Em 89 casos, já houve o julgamento definitivo, e 120 ainda estão pendentes de julgamento pelo Tribunal Superior Eleitoral (TSE).
As cidades em que houve cassação de mandato por esse motivo desde a posse dos eleitos, em 2021, são: Boa Esperança do Sul, Cajobi, Colômbia, Elias Fausto, Itajobi, Itapetininga, Jaú, Ourinhos e Serra Azul.
O partido com o maior número de candidatos que perderam o mandato ou diploma é o PTB, com 59 cassados nas cidades de Carapicuíba (26), Colômbia (8), Elias Fausto (15) e Serra Azul (10). Na sequência vem PSDB, com 26 cassados, nas cidades de Cajobi (12) e Colômbia (14); Patriota (25 em Jaú); Republicanos (22 em Ourinhos); PSB (6 em Euclides da Cunha Paulista e 13 em São Manuel); PP (13 em Boa Esperança do Sul); Podemos (12 em Colômbia); PDT (10 em Serra Azul); PSL (10 em Itapetininga); Cidadania (8 em Serra Azul); e MDB (5 em Itajobi). Os dados do DEM e PSL constam separados uma vez que a fusão do partido para a formação do Partido União Brasil (UNIÃO) ocorreu apenas em 08/02/2022.
O cumprimento da cota de gênero é um dos requisitos para a demonstração da regularidade dos atos partidários durante a convenção para escolha dos candidatos. Essa análise é feita antes dos julgamentos dos pedidos individuais de registro.
No entanto, para a Justiça Eleitoral, não basta o cumprimento formal da norma. É necessário dar condições para que a mulher participe ativamente da campanha. E, nos processos em que houve a cassação de mandatos ou diplomas, o que se verificou é que as candidaturas foram fictícias, registradas apenas para preencher o número mínimo de candidatas, sem que essas efetivamente realizassem campanha eleitoral em busca de votos.

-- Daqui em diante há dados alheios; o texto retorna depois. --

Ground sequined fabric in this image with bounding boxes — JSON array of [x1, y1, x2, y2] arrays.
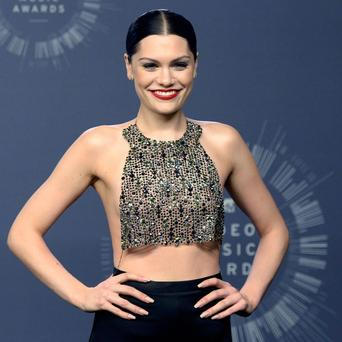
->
[[119, 120, 224, 250]]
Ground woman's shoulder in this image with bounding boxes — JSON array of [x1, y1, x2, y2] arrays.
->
[[189, 119, 241, 142], [80, 120, 132, 147]]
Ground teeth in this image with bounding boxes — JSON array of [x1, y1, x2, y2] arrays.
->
[[155, 90, 176, 96]]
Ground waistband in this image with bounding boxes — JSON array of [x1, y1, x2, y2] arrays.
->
[[113, 266, 222, 293]]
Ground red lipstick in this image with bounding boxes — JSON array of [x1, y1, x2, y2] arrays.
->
[[150, 89, 180, 100]]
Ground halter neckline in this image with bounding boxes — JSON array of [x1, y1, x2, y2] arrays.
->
[[132, 119, 190, 145]]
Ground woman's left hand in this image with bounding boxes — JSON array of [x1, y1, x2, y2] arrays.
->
[[195, 278, 255, 319]]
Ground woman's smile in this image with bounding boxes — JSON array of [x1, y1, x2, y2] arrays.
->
[[150, 89, 181, 101]]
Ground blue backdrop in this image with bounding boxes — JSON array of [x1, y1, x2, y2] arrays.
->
[[0, 0, 342, 342]]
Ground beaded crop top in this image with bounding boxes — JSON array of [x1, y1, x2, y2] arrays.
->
[[119, 120, 224, 250]]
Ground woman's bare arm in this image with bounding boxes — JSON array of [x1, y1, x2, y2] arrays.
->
[[225, 126, 289, 311], [7, 126, 101, 309]]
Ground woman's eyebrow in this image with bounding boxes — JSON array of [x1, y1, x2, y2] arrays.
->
[[138, 55, 190, 62]]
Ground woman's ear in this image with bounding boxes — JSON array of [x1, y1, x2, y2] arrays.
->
[[123, 52, 133, 80], [193, 52, 199, 78]]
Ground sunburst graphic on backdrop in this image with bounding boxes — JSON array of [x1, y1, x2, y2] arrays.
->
[[224, 122, 333, 342], [100, 121, 335, 342], [0, 0, 120, 70]]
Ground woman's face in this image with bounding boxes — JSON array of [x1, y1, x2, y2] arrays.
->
[[124, 34, 197, 114]]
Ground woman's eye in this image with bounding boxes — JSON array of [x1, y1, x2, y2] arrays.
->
[[175, 63, 188, 68], [143, 62, 188, 69], [143, 63, 156, 69]]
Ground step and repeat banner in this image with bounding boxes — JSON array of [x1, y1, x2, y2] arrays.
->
[[0, 0, 342, 342]]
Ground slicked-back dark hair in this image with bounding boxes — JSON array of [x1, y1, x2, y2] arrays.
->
[[126, 8, 197, 63]]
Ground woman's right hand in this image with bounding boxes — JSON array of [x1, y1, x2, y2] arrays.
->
[[82, 272, 153, 319]]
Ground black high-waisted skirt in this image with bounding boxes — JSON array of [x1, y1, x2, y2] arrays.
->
[[89, 267, 232, 342]]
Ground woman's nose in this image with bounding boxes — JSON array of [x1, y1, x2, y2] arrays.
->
[[158, 68, 173, 86]]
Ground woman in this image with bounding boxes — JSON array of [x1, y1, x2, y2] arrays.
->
[[8, 9, 289, 342]]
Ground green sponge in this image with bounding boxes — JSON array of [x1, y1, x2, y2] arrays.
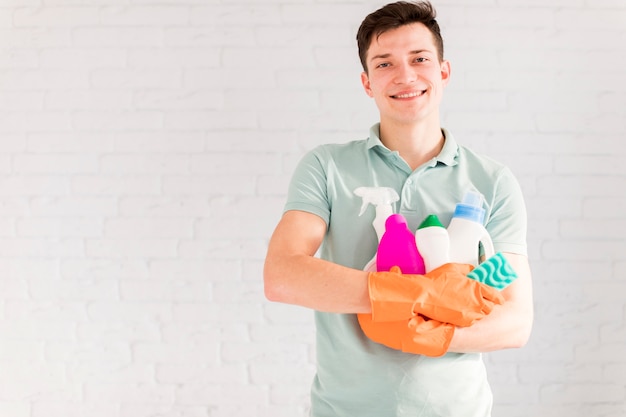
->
[[467, 252, 517, 290]]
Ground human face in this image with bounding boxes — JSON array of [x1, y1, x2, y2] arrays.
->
[[361, 23, 450, 124]]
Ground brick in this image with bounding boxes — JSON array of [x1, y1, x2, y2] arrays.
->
[[0, 27, 71, 48], [30, 196, 118, 217], [85, 237, 177, 258], [119, 278, 213, 303], [72, 26, 164, 48], [101, 154, 190, 175], [100, 4, 189, 27], [128, 47, 221, 68], [135, 90, 223, 110], [72, 111, 163, 131], [44, 91, 132, 110], [13, 7, 99, 27], [72, 174, 161, 196], [13, 154, 99, 175], [16, 218, 103, 237], [119, 196, 210, 217]]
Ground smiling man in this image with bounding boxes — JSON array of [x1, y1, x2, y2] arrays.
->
[[264, 2, 533, 417]]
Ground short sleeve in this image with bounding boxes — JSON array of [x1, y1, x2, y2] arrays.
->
[[284, 148, 330, 225], [485, 167, 528, 255]]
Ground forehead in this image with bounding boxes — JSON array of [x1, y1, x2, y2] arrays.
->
[[368, 23, 437, 57]]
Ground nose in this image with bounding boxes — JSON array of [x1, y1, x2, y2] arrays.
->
[[394, 64, 418, 84]]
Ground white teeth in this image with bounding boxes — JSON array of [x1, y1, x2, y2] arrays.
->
[[393, 91, 423, 98]]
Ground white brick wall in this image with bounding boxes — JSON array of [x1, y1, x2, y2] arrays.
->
[[0, 0, 626, 417]]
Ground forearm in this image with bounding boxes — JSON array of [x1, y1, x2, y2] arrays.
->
[[448, 254, 533, 352], [264, 255, 371, 313], [448, 296, 533, 353]]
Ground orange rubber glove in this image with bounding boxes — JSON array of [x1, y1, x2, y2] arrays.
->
[[368, 263, 504, 327], [358, 314, 455, 357]]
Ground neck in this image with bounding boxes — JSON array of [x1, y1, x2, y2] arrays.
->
[[380, 121, 444, 170]]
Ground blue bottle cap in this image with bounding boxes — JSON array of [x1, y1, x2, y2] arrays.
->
[[454, 191, 485, 224]]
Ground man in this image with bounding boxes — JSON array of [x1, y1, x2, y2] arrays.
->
[[264, 2, 533, 417]]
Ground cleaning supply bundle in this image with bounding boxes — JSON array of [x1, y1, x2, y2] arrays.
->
[[355, 187, 517, 356]]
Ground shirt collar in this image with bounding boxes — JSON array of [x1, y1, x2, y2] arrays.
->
[[367, 123, 459, 166]]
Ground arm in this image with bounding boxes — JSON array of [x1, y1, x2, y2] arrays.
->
[[448, 253, 533, 353], [263, 211, 371, 313]]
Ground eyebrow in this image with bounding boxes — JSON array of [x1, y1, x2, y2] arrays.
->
[[370, 49, 432, 61]]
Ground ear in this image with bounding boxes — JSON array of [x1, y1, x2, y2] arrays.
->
[[361, 71, 374, 97], [441, 61, 452, 87]]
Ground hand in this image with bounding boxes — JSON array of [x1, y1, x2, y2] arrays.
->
[[368, 263, 504, 327], [358, 314, 455, 357]]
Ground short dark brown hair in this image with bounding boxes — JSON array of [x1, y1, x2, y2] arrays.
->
[[356, 1, 443, 72]]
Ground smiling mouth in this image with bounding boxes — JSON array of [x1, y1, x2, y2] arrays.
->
[[391, 90, 426, 98]]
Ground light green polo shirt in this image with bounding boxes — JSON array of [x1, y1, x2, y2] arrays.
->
[[285, 124, 526, 417]]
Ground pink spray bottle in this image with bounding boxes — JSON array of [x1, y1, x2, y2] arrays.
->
[[376, 214, 426, 274]]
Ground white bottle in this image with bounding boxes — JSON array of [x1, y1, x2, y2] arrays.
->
[[354, 187, 400, 272], [415, 214, 450, 272], [447, 191, 495, 266]]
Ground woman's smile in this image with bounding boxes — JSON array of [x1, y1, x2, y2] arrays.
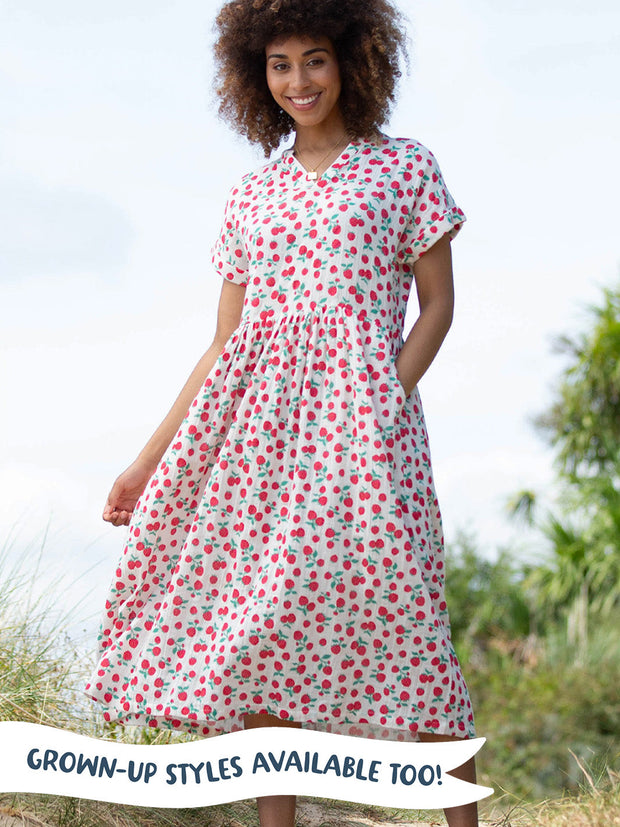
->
[[265, 36, 342, 131]]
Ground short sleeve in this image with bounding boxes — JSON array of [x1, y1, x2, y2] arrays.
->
[[211, 187, 248, 285], [398, 145, 467, 265]]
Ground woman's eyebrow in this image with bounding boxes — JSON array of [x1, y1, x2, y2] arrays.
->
[[267, 46, 329, 60]]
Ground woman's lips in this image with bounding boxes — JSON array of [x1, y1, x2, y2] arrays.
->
[[287, 92, 321, 111]]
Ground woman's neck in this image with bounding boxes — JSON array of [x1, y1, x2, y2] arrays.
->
[[295, 114, 347, 154]]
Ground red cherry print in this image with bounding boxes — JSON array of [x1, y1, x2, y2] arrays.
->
[[86, 137, 475, 740]]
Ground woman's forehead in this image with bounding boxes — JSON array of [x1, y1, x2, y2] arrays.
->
[[265, 34, 332, 53]]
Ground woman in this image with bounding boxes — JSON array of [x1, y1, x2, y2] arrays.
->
[[87, 0, 477, 827]]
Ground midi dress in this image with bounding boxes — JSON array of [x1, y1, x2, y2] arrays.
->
[[85, 133, 475, 741]]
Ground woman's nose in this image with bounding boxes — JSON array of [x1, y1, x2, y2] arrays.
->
[[291, 66, 310, 91]]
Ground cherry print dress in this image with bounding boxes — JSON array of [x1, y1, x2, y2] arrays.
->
[[86, 135, 475, 740]]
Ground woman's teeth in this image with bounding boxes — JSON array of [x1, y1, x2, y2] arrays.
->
[[291, 93, 319, 106]]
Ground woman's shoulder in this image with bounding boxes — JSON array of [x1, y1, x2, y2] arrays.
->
[[376, 132, 435, 163], [223, 157, 281, 197]]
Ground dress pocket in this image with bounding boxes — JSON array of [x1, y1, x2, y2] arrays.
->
[[386, 360, 407, 428]]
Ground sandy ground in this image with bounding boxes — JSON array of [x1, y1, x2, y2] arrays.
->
[[0, 800, 491, 827]]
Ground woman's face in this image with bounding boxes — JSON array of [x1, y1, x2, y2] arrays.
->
[[265, 36, 341, 127]]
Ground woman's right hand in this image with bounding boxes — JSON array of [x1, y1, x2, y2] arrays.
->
[[102, 459, 157, 526]]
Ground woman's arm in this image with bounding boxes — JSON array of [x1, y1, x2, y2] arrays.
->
[[396, 235, 454, 396], [103, 279, 245, 526]]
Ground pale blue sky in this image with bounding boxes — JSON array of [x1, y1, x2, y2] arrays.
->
[[0, 0, 620, 636]]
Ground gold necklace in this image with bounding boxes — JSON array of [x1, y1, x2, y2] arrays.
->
[[293, 132, 348, 181]]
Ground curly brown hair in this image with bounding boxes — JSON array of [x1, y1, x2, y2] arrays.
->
[[215, 0, 407, 156]]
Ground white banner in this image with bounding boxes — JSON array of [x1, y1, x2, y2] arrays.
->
[[0, 721, 493, 809]]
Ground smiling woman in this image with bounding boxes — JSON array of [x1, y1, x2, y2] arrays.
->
[[87, 0, 477, 827]]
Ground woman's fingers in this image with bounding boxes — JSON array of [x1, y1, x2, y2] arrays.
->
[[102, 504, 132, 526]]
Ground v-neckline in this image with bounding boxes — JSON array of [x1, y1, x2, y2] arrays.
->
[[284, 138, 361, 186]]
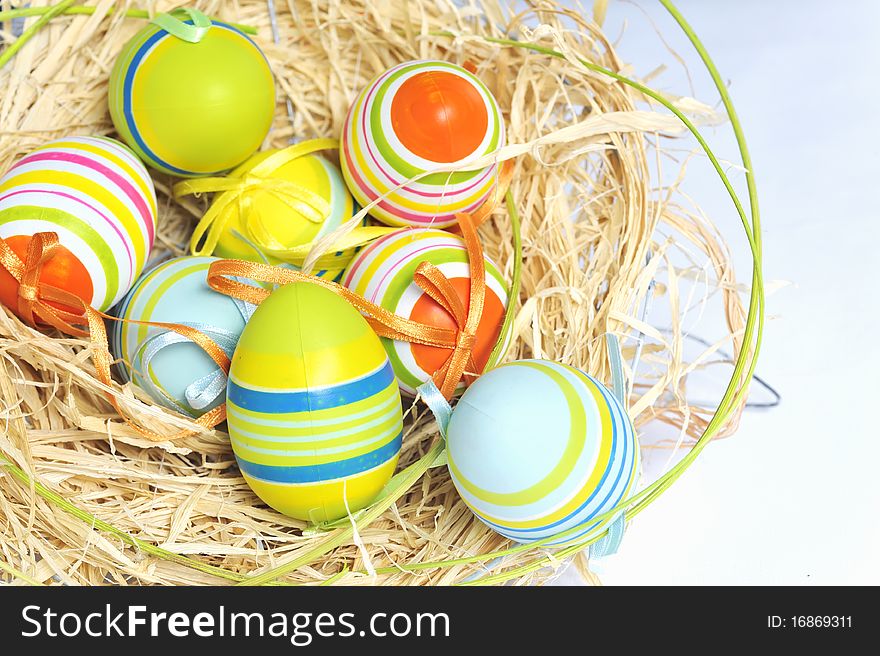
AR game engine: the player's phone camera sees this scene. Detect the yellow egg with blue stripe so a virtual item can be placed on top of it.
[447,360,639,545]
[227,283,403,523]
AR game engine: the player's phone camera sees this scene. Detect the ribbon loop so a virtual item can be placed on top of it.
[150,7,212,43]
[0,232,230,442]
[206,156,513,399]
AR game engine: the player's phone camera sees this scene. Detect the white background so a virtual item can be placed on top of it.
[561,0,880,585]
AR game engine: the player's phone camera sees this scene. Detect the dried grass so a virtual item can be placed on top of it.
[0,0,745,585]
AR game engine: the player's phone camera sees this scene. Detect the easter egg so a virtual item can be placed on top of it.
[447,360,639,544]
[108,14,275,177]
[0,137,156,311]
[226,283,403,523]
[340,61,504,228]
[342,228,510,395]
[110,256,253,417]
[206,150,356,279]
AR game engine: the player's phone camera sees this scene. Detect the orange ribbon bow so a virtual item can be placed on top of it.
[208,162,513,399]
[0,232,229,442]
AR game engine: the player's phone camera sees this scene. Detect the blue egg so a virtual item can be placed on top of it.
[447,360,639,544]
[111,256,253,417]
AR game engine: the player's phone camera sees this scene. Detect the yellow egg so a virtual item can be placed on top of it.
[227,283,403,523]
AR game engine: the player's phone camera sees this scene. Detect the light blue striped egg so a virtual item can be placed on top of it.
[448,360,639,545]
[110,256,253,417]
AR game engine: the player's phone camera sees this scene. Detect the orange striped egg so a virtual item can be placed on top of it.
[342,228,510,395]
[340,61,504,228]
[0,137,156,318]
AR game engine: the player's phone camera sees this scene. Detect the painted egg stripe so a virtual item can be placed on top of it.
[0,169,146,268]
[0,204,118,308]
[229,404,401,453]
[342,117,497,215]
[458,361,625,530]
[360,62,498,187]
[230,421,403,467]
[0,186,139,285]
[367,62,499,178]
[340,61,505,227]
[125,260,211,356]
[470,368,629,535]
[109,256,245,416]
[235,433,403,483]
[344,128,495,215]
[22,142,154,244]
[449,361,588,505]
[227,382,400,435]
[229,374,400,432]
[228,361,394,414]
[229,390,400,442]
[34,137,158,231]
[449,361,640,546]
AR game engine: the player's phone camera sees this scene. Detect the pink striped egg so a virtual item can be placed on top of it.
[0,137,156,310]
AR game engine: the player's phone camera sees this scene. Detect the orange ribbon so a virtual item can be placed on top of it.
[0,232,229,442]
[208,162,513,400]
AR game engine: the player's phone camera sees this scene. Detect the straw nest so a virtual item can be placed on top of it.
[0,0,745,584]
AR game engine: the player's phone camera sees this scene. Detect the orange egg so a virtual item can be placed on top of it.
[0,235,93,314]
[391,71,489,162]
[342,228,510,395]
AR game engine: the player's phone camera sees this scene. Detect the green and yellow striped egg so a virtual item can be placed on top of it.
[110,256,252,417]
[227,283,403,523]
[0,137,156,311]
[447,360,639,545]
[214,150,366,280]
[339,61,505,228]
[109,20,275,177]
[342,228,510,395]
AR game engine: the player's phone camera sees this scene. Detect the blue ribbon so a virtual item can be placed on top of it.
[135,298,255,414]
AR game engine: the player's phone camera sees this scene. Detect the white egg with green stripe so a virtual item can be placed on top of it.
[447,360,640,545]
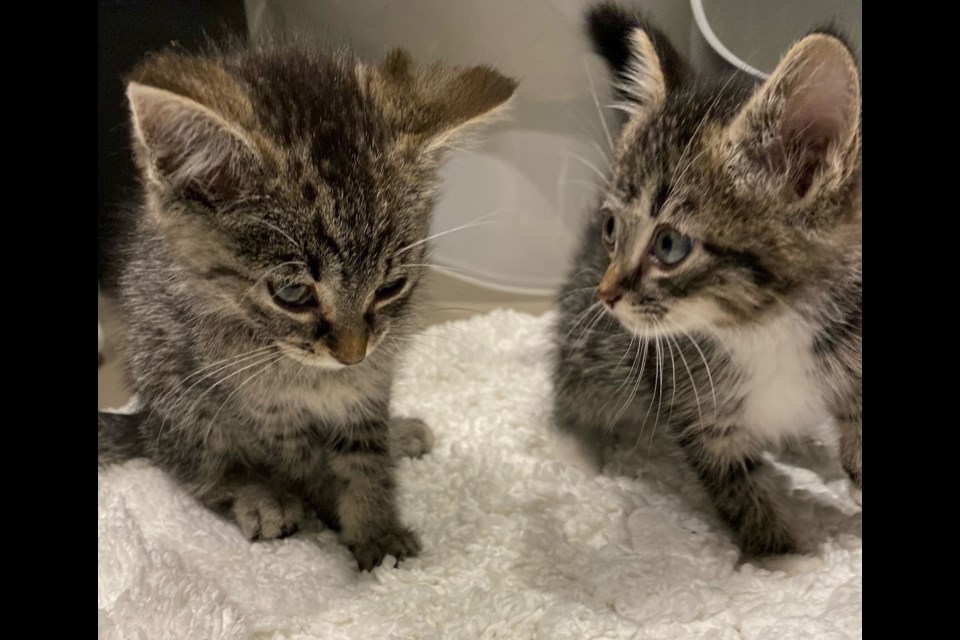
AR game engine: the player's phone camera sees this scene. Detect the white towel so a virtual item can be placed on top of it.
[97,312,863,640]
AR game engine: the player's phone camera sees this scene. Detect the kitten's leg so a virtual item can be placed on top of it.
[330,422,420,571]
[679,427,797,556]
[200,472,304,540]
[837,415,863,504]
[390,417,433,458]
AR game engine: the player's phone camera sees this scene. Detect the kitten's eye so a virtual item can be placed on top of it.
[603,209,617,250]
[270,284,317,311]
[374,278,407,302]
[653,227,693,267]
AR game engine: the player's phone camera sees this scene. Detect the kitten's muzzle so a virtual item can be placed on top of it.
[597,265,623,309]
[329,327,370,366]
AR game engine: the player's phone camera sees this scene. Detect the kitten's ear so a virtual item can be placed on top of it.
[127,82,257,196]
[587,3,690,114]
[371,49,517,150]
[727,33,861,200]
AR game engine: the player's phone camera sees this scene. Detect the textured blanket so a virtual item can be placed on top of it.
[97,312,863,640]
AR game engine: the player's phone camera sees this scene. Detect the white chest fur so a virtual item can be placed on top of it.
[720,314,827,441]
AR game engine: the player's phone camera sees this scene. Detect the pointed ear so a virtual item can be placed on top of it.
[727,33,861,200]
[127,82,257,197]
[587,3,689,114]
[371,49,517,150]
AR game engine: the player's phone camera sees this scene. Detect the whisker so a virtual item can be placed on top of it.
[664,334,703,427]
[666,318,717,422]
[583,56,613,151]
[393,207,512,256]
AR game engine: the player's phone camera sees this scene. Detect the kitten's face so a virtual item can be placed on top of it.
[128,48,514,369]
[201,151,432,369]
[591,32,860,335]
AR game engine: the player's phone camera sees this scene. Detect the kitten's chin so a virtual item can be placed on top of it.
[606,302,713,338]
[277,342,347,371]
[276,331,387,371]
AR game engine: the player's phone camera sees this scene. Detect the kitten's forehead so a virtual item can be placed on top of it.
[611,76,754,206]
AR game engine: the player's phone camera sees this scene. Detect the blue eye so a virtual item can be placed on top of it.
[653,227,693,267]
[270,284,316,310]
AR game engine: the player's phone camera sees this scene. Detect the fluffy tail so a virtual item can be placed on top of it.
[97,412,144,467]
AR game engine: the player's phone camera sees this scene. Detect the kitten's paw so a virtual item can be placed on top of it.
[348,527,422,571]
[751,553,823,576]
[740,523,799,559]
[233,487,303,540]
[390,418,433,458]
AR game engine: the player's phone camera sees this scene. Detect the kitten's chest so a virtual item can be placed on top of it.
[249,362,389,427]
[723,317,827,440]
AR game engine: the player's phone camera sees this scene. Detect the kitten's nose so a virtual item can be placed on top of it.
[330,330,367,365]
[597,287,623,309]
[597,265,623,309]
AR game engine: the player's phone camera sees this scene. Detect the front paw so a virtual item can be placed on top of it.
[233,486,303,540]
[347,527,422,571]
[390,418,433,458]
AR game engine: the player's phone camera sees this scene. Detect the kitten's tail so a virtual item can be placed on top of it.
[97,412,144,467]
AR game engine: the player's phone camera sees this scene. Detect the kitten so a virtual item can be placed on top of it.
[554,4,863,555]
[98,45,515,569]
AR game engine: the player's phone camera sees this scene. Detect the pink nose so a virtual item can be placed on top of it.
[597,283,623,309]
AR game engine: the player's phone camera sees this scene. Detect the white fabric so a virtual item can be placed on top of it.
[97,312,863,640]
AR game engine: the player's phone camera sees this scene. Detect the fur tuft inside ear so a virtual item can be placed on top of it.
[127,82,257,195]
[728,33,861,199]
[371,49,517,149]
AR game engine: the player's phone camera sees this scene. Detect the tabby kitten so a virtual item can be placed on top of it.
[554,5,863,556]
[98,46,515,569]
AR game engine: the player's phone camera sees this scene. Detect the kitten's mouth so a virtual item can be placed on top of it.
[276,331,387,371]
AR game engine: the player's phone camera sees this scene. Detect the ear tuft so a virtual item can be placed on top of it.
[127,82,256,195]
[371,49,517,149]
[586,2,690,113]
[729,33,861,198]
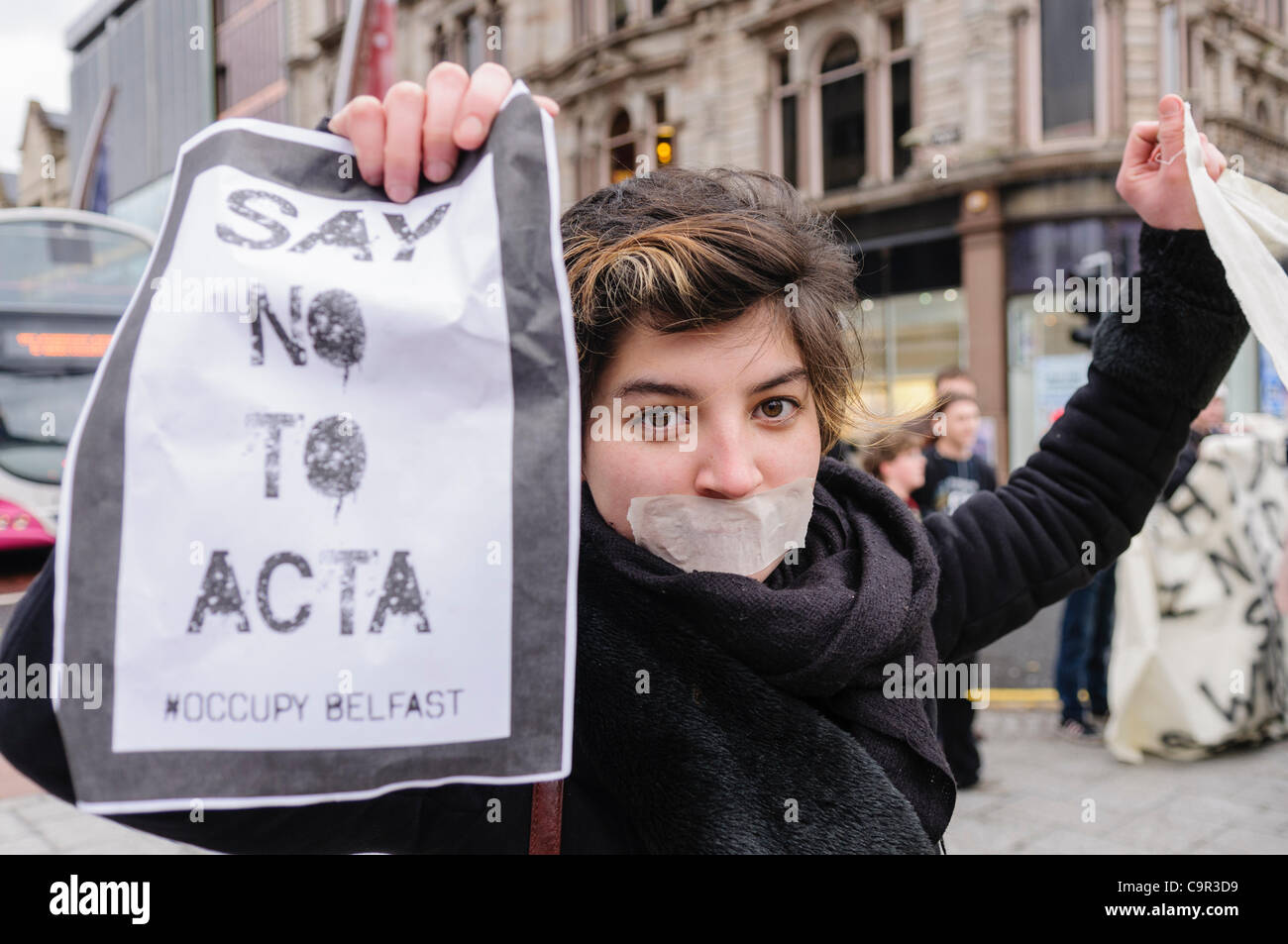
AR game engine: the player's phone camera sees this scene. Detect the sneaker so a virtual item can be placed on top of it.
[1057,717,1104,744]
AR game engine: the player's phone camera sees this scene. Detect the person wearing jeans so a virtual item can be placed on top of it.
[1055,564,1117,742]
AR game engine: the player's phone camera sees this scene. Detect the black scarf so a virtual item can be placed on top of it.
[574,459,956,853]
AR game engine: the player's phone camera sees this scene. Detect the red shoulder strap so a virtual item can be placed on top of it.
[528,781,563,855]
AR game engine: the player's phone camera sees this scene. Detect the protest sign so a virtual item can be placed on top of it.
[54,82,581,812]
[1105,415,1288,763]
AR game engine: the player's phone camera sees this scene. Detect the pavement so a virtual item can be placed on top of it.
[944,707,1288,855]
[0,757,205,855]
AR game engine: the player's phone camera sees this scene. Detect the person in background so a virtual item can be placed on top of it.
[1055,564,1118,744]
[859,429,926,518]
[912,388,997,789]
[1055,383,1229,744]
[912,393,997,514]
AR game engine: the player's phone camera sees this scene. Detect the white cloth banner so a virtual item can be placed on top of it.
[1105,415,1288,763]
[55,82,581,812]
[1185,102,1288,380]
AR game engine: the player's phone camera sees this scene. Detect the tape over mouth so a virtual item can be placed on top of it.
[626,476,814,577]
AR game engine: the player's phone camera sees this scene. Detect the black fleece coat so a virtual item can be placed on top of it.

Uma vez comprovado que o partido apresentou requerimento de registro de candidatura feminina fictícia, a decisão que reconhece a fraude, além de cassar o mandato dos eleitos, também determina a cassação dos diplomas expedidos para os suplentes e a anulação de todos os votos recebidos pelo partido, com recontagem dos votos e novo cálculo de quociente eleitoral no município. Ainda, aqueles que comprovadamente tinham conhecimento da fraude e, ainda assim, deram sequência ao registro fictício, são tornados inelegíveis pelo prazo de oito anos.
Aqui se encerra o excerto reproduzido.